GENRE: Horror and Comedy

The history of film shows that the art of movie making has continually questioned the society around it and challenged more conservative viewpoints. The Children’s Hour brought up the rights of gay and lesbian couples as early as 1961, and the classic One Flew Over The Cuckoo’s Nest challenged society’s views on mental health rights back in 1975. Some films, on the other hand, bring about the issue of political correctness and turn the social stereotypes on their proverbial heels. Doghouse is one of those films, and the project gleefully lampoons male and female stereotypes in a droll manner best done by the British.

Vince (played by Stephen Graham) is the in process of going through a messy divorce and as a result has depression issues. In order to cheer him up, five of his friends who have relationship issues of their own decide to head up into northernEnglandto escape their problems and according to Neil (Danny Dyer) “get so drunk we can’t remember how to speak (and) communicate in grunts like Neanderthals.” When arriving in the small town of Moodley (picked because the ratio of women to men happens to be four to one) they discover a deserted town where men are absent. They learn that a military experiment had gone wrong and turned all the women into cannibalistic zombies who have a taste for anybody with a penis.

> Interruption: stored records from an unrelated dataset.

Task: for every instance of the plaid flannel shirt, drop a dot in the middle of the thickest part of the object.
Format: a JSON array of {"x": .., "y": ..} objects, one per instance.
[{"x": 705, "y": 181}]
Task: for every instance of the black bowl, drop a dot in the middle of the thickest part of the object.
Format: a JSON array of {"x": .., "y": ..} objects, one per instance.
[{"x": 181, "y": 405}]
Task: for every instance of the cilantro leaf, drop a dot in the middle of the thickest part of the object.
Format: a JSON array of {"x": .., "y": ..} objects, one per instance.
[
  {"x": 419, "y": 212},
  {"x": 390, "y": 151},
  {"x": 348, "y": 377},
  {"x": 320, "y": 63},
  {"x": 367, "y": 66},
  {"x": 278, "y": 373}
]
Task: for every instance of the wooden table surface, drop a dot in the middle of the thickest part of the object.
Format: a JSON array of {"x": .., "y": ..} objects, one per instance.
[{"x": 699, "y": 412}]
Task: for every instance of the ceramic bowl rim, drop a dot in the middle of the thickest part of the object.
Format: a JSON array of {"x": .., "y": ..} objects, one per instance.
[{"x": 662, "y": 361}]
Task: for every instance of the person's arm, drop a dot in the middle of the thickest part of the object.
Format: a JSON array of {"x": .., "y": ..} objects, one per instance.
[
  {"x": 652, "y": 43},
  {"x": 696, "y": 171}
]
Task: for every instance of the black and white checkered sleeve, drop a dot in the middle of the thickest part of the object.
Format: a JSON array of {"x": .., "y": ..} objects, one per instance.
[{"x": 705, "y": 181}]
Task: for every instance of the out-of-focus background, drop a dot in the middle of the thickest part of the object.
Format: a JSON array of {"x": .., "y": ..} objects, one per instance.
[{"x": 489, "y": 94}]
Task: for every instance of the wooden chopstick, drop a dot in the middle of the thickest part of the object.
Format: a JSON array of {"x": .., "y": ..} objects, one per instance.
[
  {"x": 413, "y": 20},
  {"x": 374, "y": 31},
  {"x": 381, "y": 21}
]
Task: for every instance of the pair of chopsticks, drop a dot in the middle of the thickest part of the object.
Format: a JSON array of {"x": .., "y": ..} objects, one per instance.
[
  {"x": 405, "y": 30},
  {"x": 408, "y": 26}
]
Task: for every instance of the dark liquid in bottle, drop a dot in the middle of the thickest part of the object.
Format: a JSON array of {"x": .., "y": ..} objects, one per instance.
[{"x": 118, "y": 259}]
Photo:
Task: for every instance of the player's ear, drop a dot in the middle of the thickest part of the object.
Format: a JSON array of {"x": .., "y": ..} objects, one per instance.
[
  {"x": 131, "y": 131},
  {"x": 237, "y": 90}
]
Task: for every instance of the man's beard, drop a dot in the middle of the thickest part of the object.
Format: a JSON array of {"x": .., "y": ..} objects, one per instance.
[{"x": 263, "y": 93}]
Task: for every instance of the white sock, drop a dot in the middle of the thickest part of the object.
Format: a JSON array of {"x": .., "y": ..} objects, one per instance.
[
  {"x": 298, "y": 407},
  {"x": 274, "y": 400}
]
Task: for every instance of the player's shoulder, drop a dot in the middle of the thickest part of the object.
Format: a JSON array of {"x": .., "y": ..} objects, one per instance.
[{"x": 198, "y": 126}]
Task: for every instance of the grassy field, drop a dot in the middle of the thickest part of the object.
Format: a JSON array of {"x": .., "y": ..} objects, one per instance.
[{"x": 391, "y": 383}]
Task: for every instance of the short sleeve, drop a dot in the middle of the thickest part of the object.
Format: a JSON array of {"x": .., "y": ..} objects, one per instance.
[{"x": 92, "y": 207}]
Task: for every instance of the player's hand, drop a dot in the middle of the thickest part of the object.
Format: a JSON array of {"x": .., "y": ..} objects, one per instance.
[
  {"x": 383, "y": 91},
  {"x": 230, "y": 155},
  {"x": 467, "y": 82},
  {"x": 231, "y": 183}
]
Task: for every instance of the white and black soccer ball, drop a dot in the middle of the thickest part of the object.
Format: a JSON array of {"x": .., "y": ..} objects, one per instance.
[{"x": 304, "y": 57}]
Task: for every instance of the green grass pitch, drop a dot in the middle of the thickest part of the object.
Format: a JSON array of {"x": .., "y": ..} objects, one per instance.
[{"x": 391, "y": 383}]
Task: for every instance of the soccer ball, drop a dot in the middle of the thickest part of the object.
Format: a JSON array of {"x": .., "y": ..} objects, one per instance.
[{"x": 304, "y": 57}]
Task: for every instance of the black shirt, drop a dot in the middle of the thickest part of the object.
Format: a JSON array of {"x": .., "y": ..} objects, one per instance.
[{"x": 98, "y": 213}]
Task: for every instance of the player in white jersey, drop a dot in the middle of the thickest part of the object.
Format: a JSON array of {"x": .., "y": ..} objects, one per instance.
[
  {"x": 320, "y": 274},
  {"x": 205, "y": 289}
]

Faced with a horde of females with the worst case of PMS ever recorded, the guys are forced to hunker down and turn their drunken misogynistic vacation into a struggle for survival.

The main story of Doghouse is the subject of sexual stereotypes, and people who take the film on a superficial level may take the project as sexist. However, if one looks at it with a less serious tone they will discover Doghouse to be some mindless entertainment. Once the female zombies attack almost all political and social correctness is shelved and many of the walking dead display all aspects of female stereotypes. The most memorable representation of the female race would be “Bubbles” (Annie Vanders), a 400 pound BBW in an all-too revealing negligee that is a sight to see. The scene where she incapacitates one of the unfortunate men by jumping off a roof and literally squishing him is one of those sights that must be seen to be believed. The zombie beautician is also well done and the continually slashing scissors makes one not want to get a haircut in quite some time. The men are also lampooned quite well as proverbial pigs so both sexes get their share of zingers against each other. Doghouse of a fast-paced adventure with quick writing and has little lag in between any of the action scenes. The story or the sexual stereotype themes do not get as much development as I would like to see so the film at times seems a little immature. The makeup in Doghouse is especially well done and the zombies look fantastic for a limited budget production although the carnage scenes are a bit limited in their execution.

People who insist on their films to be 100% politically correct will want to steer clear of Doghouse because that is not the goal of the film. However, fans of British horror comedies such as Shaun Of The Dead will find Doghouse to be an entertaining scare fest that does mix the laughs and shrieks effectively. It was surprising how fast Doghouse went from start to finish, but that is a compliment as the film is well created and executed. Again, more socially conscious people will want to steer clear of Doghouse but for those who do not have any of those concerns will enjoy their adventure to Moodley.